Purpose of second partition in /dev/xvdc?

skyvine · March 1, 2024, 12:26am

I’m looking at the simple init script which might be run on boot in a VM (the relevant alternative being the full_cow_setup script, but the differences between the code that I am looking at are superficial aside from the udev setup which occurs at the very end of qubes_cow_setup.sh and does not appear in simple.sh).

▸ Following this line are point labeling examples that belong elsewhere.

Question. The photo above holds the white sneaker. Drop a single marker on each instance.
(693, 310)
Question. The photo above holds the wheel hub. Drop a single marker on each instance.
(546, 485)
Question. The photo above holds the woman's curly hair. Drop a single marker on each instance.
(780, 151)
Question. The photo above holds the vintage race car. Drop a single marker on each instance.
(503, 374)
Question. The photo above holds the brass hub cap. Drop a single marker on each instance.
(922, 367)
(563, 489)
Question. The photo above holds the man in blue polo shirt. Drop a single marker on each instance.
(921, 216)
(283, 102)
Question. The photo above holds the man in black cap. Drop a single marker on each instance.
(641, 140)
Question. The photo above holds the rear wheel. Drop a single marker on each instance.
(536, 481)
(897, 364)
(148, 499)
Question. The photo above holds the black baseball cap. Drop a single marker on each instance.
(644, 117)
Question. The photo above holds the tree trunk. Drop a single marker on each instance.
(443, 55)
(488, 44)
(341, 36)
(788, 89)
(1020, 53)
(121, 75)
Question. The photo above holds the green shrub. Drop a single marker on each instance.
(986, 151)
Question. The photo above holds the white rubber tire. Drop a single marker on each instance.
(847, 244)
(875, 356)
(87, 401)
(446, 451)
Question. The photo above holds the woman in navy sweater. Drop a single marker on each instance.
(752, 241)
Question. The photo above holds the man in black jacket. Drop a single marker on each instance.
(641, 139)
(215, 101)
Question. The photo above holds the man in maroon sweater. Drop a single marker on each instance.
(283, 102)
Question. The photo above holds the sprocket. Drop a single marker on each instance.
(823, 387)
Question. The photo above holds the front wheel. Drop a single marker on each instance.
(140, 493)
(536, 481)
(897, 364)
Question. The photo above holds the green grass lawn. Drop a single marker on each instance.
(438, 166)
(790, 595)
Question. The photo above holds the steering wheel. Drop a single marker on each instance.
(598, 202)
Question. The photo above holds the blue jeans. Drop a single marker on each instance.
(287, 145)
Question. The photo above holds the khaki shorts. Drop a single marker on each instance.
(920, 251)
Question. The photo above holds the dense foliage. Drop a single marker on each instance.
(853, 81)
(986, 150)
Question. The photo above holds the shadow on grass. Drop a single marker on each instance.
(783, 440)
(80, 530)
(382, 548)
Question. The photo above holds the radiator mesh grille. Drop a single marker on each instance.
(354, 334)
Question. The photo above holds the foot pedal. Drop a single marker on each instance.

In particular, this snippet is confusing when I look at the actual state of my running VMs:

if [ `cat /sys/class/block/$ROOT_DEV/ro` = 1 ] ; then
    echo "Qubes: Doing COW setup for AppVM..."

    while ! [ -e /dev/xvdc ]; do sleep 0.1; done
    VOLATILE_SIZE_512B=$(cat /sys/class/block/xvdc/size)
    if [ $VOLATILE_SIZE_512B -lt $SWAP_SIZE_512B ]; then
        die "volatile.img smaller than $SWAP_SIZE_GiB GiB, cannot continue"
    fi
    /sbin/sfdisk -q /dev/xvdc >/dev/null <<EOF
xvdc1: type=82,start=1MiB,size=${SWAP_SIZE_GiB}GiB
xvdc2: type=83
EOF
    if [ $? -ne 0 ]; then
        echo "Qubes: failed to setup partitions on volatile device"
        exit 1
    fi
    while ! [ -e /dev/xvdc1 ]; do sleep 0.1; done
    /sbin/mkswap /dev/xvdc1
    while ! [ -e /dev/xvdc2 ]; do sleep 0.1; done

    echo "0 `cat /sys/class/block/$ROOT_DEV/size` snapshot /dev/$ROOT_DEV /dev/xvdc2 N 16" | \
        /sbin/dmsetup create dmroot || { echo "Qubes: FATAL: cannot create dmroot!"; exit 1; }
    /sbin/dmsetup mknodes dmroot
    echo Qubes: done.
else
    echo "Qubes: Doing R/W setup for TemplateVM..."
    while ! [ -e /dev/xvdc ]; do sleep 0.1; done
    /sbin/sfdisk -q /dev/xvdc >/dev/null <<EOF
xvdc1: type=82,start=1MiB,size=${SWAP_SIZE_GiB}GiB
xvdc3: type=83
EOF
    if [ $? -ne 0 ]; then
        die "Qubes: failed to setup partitions on volatile device"
    fi
    while ! [ -e /dev/xvdc1 ]; do sleep 0.1; done
    /sbin/mkswap /dev/xvdc1
    ln -s ../$ROOT_DEV /dev/mapper/dmroot
    echo Qubes: done.
fi

Based on the “comments” (echo mesages at the top of each conditional block) I would expect that an AppVM would have a /dev/xvdc2 and that this is related to the mechanism that allows root to be writable without writing back to the template VM or copying every file on boot. Basically, I would expect that /dev/xvdc2 contains the changed files which are used instead of the original filesystem when they exist. I would also expect that template VMs have a /dev/xvdc3 and the symlink is set up only so that other modules don’t have to care about whether they are in a template VM or AppVM - they can just use /dev/mapper/dmroot either way.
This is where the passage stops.